More pictures from my Labor Day weekend trip. On Sunday morning, I took the Metro to the Arlington Station. Got off and crossed the Arlington Bridge into DC. Visited the Lincoln Memorial, first. Approached it from the southwest and rounded about to the southeast, where I snapped the first picture.
Then it was up the stairs to see the man in the Big Chair. There's a short blurb behind Lincoln. On the wall to his right are the words to the Gettysburg Address. On his left are the words of his Second Inaugural Address. There's also a small gift shop in that left alcove.
I was surprised by how many non-Americans there were. It's not that non-Americans shouldn't have an interest in Lincoln that seemed odd, but that there were comparatively few Americans, who absolutely should have an interest in their own history!
After leaving Lincoln, I made my way to the Korean War Memorial. It is comprised of three main features. First are the statues of soldiers in Korean War-era clothing, apparently walking towards the Lincoln Memorial.
Second is the polished marble wall that is somewhat reminiscent of the Vietnam War Memorial. Except, instead of the names of war dead, this memorial has images lightly etched into parts of the wall. Other parts are bare. Both parts serve as a sort of horizontal reflecting pool, which is what you're seeing in the picture above.

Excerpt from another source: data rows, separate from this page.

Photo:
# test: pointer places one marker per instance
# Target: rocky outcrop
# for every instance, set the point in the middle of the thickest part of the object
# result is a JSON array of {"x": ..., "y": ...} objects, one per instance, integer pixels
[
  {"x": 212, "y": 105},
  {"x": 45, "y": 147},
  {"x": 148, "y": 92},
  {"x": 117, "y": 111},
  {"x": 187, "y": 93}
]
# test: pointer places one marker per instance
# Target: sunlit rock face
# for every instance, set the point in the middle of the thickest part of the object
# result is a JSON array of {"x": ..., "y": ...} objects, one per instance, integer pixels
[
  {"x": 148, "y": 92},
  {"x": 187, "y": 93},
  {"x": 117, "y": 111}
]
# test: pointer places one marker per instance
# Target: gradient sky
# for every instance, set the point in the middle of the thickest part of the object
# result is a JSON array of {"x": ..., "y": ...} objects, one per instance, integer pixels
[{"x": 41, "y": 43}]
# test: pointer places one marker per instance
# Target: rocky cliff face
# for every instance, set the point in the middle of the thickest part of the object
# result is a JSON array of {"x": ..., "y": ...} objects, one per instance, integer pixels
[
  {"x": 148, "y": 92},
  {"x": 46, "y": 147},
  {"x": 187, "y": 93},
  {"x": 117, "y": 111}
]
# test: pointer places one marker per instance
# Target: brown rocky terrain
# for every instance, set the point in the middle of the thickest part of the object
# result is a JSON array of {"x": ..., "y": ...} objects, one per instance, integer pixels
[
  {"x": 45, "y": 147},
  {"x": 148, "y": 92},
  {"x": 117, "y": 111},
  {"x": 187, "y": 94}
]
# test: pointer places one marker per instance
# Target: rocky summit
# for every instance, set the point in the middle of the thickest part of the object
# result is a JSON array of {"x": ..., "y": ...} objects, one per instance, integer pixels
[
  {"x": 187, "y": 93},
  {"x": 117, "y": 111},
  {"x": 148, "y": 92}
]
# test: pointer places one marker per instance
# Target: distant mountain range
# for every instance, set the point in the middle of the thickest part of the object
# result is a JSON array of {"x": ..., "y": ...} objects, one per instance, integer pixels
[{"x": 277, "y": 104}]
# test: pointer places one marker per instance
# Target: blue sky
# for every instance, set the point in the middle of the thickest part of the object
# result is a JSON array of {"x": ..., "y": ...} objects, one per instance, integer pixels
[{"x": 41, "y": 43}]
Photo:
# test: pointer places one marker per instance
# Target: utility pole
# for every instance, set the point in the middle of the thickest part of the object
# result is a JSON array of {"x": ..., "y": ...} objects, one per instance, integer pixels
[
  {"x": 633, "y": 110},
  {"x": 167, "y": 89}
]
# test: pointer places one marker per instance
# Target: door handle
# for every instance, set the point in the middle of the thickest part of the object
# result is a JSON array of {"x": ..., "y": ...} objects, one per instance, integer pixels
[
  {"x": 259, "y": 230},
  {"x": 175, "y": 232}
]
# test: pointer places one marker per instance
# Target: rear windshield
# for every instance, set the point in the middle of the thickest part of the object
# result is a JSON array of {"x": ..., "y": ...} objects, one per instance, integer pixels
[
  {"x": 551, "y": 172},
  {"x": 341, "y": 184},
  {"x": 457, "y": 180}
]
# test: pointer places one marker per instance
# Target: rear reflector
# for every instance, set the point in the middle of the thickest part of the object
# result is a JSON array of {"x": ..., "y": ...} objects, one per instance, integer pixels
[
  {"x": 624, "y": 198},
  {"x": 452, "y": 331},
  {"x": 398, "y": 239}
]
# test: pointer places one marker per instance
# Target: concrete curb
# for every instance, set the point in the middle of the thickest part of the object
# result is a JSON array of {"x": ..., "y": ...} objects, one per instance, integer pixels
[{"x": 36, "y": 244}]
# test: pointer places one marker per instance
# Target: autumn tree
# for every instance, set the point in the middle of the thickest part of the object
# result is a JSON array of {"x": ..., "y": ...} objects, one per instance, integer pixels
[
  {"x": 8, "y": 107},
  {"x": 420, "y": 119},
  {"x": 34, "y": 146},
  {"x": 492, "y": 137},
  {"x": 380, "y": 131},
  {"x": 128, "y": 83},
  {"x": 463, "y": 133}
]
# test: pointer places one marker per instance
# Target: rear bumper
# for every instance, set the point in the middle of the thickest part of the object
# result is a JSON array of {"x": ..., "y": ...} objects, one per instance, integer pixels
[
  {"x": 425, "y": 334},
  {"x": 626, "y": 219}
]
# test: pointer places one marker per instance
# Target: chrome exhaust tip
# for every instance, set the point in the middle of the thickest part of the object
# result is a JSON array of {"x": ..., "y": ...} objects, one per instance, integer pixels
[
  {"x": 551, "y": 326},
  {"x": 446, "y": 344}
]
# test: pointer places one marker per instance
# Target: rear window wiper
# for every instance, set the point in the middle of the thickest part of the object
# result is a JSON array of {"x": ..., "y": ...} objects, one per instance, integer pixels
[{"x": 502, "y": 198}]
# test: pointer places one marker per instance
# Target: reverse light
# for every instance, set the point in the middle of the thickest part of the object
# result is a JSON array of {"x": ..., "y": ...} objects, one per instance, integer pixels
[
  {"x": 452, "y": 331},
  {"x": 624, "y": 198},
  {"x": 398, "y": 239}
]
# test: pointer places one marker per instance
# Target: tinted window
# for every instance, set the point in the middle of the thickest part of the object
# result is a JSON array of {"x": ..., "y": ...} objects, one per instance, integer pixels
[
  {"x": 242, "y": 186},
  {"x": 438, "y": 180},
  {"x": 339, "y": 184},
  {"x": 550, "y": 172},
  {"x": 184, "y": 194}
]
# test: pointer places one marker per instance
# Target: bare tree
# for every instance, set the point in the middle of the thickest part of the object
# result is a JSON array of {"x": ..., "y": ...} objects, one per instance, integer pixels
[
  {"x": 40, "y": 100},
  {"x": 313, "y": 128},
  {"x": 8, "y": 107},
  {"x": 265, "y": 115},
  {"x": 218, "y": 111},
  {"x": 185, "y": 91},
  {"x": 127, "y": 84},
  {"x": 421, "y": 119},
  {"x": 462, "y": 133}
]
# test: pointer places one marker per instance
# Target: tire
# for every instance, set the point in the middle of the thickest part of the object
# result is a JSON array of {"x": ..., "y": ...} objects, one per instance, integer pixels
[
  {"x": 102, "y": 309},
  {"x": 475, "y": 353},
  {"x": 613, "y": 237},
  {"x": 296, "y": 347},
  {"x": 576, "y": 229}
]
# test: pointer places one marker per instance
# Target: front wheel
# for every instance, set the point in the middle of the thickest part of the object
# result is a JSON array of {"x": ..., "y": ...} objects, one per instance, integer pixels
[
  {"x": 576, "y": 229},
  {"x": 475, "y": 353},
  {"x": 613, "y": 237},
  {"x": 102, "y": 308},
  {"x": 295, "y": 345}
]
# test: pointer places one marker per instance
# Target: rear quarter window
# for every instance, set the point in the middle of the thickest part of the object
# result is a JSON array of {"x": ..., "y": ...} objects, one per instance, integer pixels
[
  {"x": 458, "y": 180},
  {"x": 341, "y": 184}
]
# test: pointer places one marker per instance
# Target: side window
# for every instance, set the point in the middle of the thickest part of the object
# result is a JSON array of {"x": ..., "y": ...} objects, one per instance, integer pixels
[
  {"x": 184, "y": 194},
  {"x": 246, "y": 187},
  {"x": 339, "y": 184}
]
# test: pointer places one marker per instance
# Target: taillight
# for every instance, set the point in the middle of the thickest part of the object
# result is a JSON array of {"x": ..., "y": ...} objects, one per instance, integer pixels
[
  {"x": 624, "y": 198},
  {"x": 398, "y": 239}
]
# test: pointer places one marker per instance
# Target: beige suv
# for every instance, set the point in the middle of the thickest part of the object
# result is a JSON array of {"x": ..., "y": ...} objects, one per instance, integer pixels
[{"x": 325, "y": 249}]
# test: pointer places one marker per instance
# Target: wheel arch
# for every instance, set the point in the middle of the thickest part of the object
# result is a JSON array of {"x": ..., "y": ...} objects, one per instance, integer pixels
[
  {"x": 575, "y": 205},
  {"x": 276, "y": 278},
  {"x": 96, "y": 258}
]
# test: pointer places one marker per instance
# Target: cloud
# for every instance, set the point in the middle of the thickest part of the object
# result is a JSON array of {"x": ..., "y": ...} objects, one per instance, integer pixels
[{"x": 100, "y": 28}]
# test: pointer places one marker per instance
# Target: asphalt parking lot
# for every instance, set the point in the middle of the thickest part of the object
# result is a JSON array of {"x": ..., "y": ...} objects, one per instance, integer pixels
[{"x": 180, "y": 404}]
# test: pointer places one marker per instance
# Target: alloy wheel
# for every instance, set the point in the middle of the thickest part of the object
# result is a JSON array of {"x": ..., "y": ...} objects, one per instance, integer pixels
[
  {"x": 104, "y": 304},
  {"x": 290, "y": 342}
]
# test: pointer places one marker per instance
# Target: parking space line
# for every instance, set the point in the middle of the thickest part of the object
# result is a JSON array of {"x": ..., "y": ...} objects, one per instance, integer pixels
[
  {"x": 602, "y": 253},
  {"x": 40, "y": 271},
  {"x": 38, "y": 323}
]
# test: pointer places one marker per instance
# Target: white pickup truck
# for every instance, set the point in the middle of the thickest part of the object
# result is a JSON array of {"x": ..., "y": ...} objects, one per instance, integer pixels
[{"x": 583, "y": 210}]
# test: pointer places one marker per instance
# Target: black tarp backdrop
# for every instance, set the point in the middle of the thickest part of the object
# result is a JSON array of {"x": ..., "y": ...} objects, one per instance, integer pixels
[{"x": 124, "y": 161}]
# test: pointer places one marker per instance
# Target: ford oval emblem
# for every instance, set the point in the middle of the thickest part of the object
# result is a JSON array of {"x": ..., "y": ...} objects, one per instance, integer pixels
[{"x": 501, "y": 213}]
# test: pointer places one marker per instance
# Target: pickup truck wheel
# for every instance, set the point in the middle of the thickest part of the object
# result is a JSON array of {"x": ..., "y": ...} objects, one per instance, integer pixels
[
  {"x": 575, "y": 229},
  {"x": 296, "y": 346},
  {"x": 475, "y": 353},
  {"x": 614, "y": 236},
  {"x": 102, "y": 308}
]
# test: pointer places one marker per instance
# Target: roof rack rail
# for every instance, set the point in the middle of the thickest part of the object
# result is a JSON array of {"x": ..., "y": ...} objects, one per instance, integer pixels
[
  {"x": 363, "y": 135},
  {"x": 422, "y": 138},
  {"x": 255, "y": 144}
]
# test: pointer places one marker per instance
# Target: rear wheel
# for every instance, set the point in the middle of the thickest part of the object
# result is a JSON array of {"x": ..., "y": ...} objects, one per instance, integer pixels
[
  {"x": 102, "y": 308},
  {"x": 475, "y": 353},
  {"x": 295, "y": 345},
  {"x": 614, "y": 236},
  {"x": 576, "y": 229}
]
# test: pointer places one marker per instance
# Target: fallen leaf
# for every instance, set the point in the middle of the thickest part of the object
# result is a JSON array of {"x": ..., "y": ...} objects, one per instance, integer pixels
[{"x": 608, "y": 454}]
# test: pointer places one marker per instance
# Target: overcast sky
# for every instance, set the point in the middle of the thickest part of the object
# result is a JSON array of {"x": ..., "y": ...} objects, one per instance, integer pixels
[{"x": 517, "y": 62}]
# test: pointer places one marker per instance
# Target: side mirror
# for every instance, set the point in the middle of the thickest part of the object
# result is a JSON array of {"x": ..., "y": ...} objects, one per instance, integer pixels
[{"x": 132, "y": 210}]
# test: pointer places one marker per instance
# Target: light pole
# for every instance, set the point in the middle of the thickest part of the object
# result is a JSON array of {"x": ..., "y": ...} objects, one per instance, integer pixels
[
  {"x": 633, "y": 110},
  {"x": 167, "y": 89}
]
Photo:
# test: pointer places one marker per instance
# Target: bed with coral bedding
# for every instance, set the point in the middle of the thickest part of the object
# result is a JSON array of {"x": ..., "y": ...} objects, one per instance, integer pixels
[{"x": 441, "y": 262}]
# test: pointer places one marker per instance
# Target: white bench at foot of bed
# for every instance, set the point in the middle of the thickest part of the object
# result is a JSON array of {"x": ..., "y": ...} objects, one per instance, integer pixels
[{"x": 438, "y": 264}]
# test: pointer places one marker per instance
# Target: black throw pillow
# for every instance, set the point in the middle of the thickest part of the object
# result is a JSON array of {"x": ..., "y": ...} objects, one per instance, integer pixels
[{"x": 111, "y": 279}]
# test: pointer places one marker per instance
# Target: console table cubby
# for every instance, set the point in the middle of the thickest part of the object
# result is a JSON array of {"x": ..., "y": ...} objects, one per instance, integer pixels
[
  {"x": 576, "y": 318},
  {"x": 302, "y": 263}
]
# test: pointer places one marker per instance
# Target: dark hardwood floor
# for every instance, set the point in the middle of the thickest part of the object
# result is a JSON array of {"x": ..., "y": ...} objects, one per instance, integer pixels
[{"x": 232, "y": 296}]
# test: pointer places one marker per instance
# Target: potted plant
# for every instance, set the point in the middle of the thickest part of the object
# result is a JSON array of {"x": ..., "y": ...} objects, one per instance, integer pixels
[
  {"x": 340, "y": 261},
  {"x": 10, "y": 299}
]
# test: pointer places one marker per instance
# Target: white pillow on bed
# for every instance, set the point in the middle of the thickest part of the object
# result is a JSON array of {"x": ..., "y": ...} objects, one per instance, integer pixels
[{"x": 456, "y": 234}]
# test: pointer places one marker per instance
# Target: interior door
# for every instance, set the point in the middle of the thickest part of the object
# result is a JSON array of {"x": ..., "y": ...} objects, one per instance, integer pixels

Finally, there's an actual pool, with a sign asking you to please not toss any money into the pool because they'll stain the art.
After leaving the Korean War memorial, I made my way towards the FDR memorial, which I wrote about yesterday. On the way, I passed a long, temporary wall along a part of the parkway. Turns out the wall shields ongoing construction on a new, Martin Luther King, Jr memorial. Not sure when it's supposed to be finished, and I haven't seen the final design. But it looks to be pretty large.
From there, I continued along the Tidal Basin, on to the FDR memorial. Views of the Jefferson Memorial reflected across the Basin. Aging cherry trees leaned across the walkway. It was very peaceful.
Inside of the Jefferson Memorial is a large statue of Jefferson. Several of his writings (including excerpts from the Declaration of Independence) are visible along the wall. In the "basement" is a small "museum" and gift shop. Oh, and restrooms.
From the Jefferson, I rounded the rest of the Tidal Basin and returned to the Mall. Once there, I visited the World War II memorial, some pictures of which I posted yesterday.
Then I walked over to the Smithsonian Metro station and went back to my hotel room. Probably two miles of walking that day, and an additional 1.5 miles or so the day before (not counting the distance inside the East Wing of the National Gallery, the Air and Space Museum, the Museum of Natural History, and the American History Museum.
I could spend several weeks just visiting the museums around the National Mall. Wouldn't mind going back there, again.